Megan Brady, Kiringāua Cassidy, D Harding, Ruby Mae Hinepunui Solly, Areta Wilkinson
28 Jan – 05 Mar
TIHEI MAURI ORA, the first sneeze of life vibrates into space, and human existence is claimed. The exhibition Te Hā considers the sacred breath: the deep inhalation, a savouring, the expulsion, pulse, echo and squall, resonating tone and timbre, intonation and incantation. Mātauranga Kāi Tahu is central in the formation of this exhibition kaupapa. Te hā is transferred through the spoken words of Kāi Tahu rangatira Teone Taare Tikao, recorded by historian Herries Beattie (Tikao Talks, 1939). Tikao’s account explains the source of the winds, through the marriage of Maui’s grandfather Mahuika, the atua of fire, and Hine-pu-nui-o-toka who holds te pu o te hau: the power of the winds.

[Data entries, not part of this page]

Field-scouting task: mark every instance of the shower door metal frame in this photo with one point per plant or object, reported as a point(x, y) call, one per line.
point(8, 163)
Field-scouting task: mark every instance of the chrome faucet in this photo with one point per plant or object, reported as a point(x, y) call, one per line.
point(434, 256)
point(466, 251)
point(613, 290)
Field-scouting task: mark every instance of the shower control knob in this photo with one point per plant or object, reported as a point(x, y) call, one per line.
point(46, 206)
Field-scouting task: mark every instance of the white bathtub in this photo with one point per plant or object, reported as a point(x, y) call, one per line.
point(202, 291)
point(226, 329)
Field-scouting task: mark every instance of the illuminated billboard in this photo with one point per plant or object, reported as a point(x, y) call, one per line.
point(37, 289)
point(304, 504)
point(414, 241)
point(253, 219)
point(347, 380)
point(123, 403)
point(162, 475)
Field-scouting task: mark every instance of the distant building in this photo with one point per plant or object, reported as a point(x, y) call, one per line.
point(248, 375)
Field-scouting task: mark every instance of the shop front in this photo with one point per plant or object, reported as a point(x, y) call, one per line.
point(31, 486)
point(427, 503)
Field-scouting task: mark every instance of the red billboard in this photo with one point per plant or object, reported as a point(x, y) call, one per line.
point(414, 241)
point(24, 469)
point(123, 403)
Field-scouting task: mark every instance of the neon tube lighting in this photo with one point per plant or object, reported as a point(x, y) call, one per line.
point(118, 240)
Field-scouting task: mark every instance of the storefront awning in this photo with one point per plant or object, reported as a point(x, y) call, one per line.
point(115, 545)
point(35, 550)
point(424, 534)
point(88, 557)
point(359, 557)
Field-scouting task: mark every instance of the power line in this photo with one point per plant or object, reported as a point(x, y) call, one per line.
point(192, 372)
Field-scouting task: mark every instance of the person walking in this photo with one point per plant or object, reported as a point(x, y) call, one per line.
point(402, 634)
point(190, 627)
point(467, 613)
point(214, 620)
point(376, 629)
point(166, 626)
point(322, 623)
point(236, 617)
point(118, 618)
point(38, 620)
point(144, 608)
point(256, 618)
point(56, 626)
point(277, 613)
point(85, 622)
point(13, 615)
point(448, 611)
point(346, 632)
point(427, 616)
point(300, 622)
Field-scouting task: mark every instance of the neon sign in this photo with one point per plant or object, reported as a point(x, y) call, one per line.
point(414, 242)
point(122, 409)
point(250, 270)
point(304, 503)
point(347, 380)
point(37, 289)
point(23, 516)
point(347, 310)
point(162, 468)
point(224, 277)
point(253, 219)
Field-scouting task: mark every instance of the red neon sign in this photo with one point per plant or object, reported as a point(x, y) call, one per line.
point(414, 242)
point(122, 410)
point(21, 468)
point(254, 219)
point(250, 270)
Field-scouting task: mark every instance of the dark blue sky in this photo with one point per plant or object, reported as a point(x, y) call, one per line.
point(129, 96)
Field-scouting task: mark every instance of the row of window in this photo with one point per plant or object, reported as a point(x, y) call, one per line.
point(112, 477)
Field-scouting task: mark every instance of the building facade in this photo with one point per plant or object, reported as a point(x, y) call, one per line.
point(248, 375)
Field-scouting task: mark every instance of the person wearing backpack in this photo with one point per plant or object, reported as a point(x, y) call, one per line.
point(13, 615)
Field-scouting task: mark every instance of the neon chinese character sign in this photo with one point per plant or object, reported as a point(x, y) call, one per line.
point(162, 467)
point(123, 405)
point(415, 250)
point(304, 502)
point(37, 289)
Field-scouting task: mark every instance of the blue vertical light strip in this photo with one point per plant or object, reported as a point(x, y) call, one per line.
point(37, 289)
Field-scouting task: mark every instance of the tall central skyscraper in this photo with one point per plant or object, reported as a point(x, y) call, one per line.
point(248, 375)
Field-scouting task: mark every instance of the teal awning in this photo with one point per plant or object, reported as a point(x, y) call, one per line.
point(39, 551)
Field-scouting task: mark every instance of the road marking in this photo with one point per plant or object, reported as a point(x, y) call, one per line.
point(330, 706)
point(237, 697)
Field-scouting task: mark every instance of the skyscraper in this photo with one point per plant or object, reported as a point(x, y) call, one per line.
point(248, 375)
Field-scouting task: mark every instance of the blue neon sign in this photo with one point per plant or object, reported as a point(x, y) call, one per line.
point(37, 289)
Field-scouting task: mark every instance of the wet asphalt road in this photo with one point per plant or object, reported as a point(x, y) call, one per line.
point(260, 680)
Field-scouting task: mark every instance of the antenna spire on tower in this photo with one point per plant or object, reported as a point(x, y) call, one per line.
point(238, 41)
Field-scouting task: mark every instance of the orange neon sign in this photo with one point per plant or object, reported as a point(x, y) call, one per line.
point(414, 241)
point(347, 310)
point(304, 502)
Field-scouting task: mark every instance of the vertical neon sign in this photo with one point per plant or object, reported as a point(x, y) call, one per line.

Areta Wilkinson (Kāti Irakehu, Te Hapū o Ngāti Wheke, Ngāi Tūāhuriri) and D Harding (Ghungalu, Bidjara, and Garingbal peoples) are represented by existing works; Megan Brady (Kāi Tahu, Ngāi Tūāhuriri, Pākehā), Ruby Mae Hinepunui Solly (Kāi Tahu, Kāti Māmoe, Waitaha) and Kiringāua Cassidy (Kāi Tahu) have been commissioned to make new works. Curator and Toi Māori Intern Taniora Tamati-Rakete (Te Atiawa, Kāi Tahu, Ngāpuhi) invokes te hā as an expression of interconnectedness. Both the premise and artworks in this exhibition are founded in Māori or indigenous knowledge and are enduring expressions of hauora, vitality and connectivity. Tamati-Rakete seeks to emphasise connections between the breath, mental wellbeing and tranquillity, and Kāi Tahu kōrero concerning te hau and te tai ao. Te Hā at The Physics Room is intended as a contemplative space, a space for listening, and for considering how we connect to the breath.